Monday, 14 December 2015
Poster Hall (Moscone South)
Nariman Mahabadi1, Xianglei Zheng1, Sheng Dai2, Yongkoo Seol3, Claudia Zapata1, Taesup Yun4 and Jaewon Jang1, (1)Arizona State University, Tempe, AZ, United States, (2)Georgia Institute of Technology Main Campus, Atlanta, GA, United States, (3)Department of Energy Oakton, Oakton, VA, United States, (4)Yonsei University, Seoul, South Korea
Abstract:
The water retention curve (WRC) of hydrate-bearing sediments is critically important to understand the behaviour of hydrate dissociation for gas production. Most gas hydrates in marine environment have been formed from an aqueous phase (gas-dissolved water). However, the gas hydrate formation from an aqueous phase in a laboratory requires long period due to low gas solubility in water and is also associated with many experimental difficulties such as hydrate dissolution, difficult hydrate saturation control, and dynamic hydrate dissolution and formation. In this study, tetrahydrofuran (THF) is chosen to form THF hydrate because the formation process is faster than gas hydrate formation and hydrate saturation is easy to control. THF hydrate is formed at water-excess condition. Therefore, there is only water in the pore space after a target THF hydrate saturation is obtained. The pore habit of THF hydrate is investigated by visual observation in a transparent micromodel and X-ray computed tomography images; and the water retention curves are obtained under different THF hydrate saturation conditions.
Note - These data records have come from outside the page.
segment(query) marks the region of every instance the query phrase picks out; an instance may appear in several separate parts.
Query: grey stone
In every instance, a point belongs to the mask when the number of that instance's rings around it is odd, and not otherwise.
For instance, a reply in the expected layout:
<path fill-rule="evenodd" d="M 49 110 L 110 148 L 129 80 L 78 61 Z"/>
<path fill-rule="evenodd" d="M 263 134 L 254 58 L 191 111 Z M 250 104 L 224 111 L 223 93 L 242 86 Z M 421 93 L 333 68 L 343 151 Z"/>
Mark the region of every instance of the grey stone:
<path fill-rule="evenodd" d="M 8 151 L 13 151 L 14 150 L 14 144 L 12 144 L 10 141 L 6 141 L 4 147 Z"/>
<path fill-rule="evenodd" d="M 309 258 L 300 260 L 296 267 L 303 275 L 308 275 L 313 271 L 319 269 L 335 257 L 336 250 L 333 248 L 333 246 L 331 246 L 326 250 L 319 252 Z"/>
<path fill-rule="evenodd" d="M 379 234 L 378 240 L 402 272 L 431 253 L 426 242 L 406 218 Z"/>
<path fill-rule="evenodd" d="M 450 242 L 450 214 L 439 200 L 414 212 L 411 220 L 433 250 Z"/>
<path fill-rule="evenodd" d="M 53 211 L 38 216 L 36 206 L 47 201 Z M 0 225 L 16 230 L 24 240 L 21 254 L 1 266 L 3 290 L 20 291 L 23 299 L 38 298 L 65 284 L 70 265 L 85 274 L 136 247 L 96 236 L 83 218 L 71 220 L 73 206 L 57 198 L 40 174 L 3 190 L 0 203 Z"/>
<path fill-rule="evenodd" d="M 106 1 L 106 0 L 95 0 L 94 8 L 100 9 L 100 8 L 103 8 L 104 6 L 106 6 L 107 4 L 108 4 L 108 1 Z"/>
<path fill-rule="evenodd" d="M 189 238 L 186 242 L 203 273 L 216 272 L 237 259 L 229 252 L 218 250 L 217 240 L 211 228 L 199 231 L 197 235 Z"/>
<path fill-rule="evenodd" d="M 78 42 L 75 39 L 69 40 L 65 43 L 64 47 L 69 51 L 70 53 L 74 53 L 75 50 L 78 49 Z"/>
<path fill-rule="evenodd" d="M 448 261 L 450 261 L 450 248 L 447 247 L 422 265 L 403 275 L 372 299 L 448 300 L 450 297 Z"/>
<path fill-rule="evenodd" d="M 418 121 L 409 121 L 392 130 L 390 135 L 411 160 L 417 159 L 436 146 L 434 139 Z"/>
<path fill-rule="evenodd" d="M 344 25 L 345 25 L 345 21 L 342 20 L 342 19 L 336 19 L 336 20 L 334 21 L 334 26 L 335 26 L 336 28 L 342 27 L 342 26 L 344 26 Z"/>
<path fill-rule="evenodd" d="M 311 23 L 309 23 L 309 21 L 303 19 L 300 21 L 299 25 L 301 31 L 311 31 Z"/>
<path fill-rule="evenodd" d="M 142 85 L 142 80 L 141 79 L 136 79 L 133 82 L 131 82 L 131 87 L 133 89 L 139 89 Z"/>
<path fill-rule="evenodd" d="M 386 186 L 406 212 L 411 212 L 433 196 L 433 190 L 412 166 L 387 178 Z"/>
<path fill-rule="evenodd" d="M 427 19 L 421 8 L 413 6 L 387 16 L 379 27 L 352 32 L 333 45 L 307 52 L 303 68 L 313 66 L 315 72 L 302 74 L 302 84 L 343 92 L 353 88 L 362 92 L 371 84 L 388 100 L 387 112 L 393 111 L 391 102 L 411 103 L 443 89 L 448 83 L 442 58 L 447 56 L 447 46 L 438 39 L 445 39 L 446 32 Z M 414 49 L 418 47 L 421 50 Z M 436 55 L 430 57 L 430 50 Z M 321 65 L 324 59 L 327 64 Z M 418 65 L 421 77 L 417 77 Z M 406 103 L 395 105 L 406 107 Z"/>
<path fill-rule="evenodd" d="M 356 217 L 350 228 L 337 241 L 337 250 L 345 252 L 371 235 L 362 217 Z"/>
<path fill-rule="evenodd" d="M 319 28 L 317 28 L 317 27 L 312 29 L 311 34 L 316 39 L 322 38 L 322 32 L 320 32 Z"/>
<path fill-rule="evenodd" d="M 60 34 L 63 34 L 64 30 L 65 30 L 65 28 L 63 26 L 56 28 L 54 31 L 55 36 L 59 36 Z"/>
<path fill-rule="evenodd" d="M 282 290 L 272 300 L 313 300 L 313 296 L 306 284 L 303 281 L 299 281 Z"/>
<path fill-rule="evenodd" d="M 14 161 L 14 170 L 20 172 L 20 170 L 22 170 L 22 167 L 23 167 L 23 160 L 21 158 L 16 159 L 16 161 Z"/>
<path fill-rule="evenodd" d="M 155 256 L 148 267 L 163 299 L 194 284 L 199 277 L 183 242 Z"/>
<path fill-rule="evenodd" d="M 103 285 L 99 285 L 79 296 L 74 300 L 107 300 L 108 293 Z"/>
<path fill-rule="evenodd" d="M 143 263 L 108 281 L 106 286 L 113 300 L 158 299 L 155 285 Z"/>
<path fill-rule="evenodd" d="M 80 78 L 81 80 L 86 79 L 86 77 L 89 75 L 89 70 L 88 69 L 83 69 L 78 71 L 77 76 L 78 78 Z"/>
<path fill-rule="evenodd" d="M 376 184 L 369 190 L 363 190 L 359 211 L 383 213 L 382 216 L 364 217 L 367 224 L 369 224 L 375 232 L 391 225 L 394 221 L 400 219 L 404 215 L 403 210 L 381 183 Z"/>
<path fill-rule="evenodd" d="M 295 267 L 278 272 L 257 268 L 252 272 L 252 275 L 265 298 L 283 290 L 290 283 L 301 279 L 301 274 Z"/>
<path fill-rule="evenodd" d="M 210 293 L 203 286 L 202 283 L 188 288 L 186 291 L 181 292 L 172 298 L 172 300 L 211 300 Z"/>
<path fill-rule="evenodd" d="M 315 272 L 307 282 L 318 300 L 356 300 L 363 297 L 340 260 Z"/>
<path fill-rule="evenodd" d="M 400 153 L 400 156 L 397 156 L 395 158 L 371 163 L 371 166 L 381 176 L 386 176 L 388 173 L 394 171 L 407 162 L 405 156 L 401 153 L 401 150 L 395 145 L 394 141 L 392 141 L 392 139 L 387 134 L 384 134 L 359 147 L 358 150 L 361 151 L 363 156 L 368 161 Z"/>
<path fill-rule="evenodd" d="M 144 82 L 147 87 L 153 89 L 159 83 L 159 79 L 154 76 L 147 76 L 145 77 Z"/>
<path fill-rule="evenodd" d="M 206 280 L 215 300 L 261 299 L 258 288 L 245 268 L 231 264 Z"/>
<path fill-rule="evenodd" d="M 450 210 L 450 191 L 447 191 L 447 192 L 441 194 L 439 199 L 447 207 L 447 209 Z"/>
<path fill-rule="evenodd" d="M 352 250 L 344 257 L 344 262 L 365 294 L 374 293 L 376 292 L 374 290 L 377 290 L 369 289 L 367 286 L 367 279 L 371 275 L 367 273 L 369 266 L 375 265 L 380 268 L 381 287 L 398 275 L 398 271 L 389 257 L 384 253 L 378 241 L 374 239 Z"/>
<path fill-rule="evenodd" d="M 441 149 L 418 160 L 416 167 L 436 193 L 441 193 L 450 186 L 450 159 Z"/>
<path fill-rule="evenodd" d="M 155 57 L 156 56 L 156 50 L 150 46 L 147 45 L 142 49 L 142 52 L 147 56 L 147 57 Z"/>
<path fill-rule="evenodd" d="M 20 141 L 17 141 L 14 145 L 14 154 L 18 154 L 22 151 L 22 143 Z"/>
Targeted THF hydrate saturations are Sh=0, 0.2, 0.4, 0.6 and 0.8. Results shown that at a given water saturation the capillary pressure increases as THF hydrate saturation increases. And the gas entry pressure increases with increasing hydrate saturation. The WRC obtained by experiments is also compared with the results of a pore-network model simulation and Lattice Boltzmann Method. The fitting parameters of van Genuchten equation for different hydrate saturation conditions are suggested for the use as input parameters of reservoir simulators.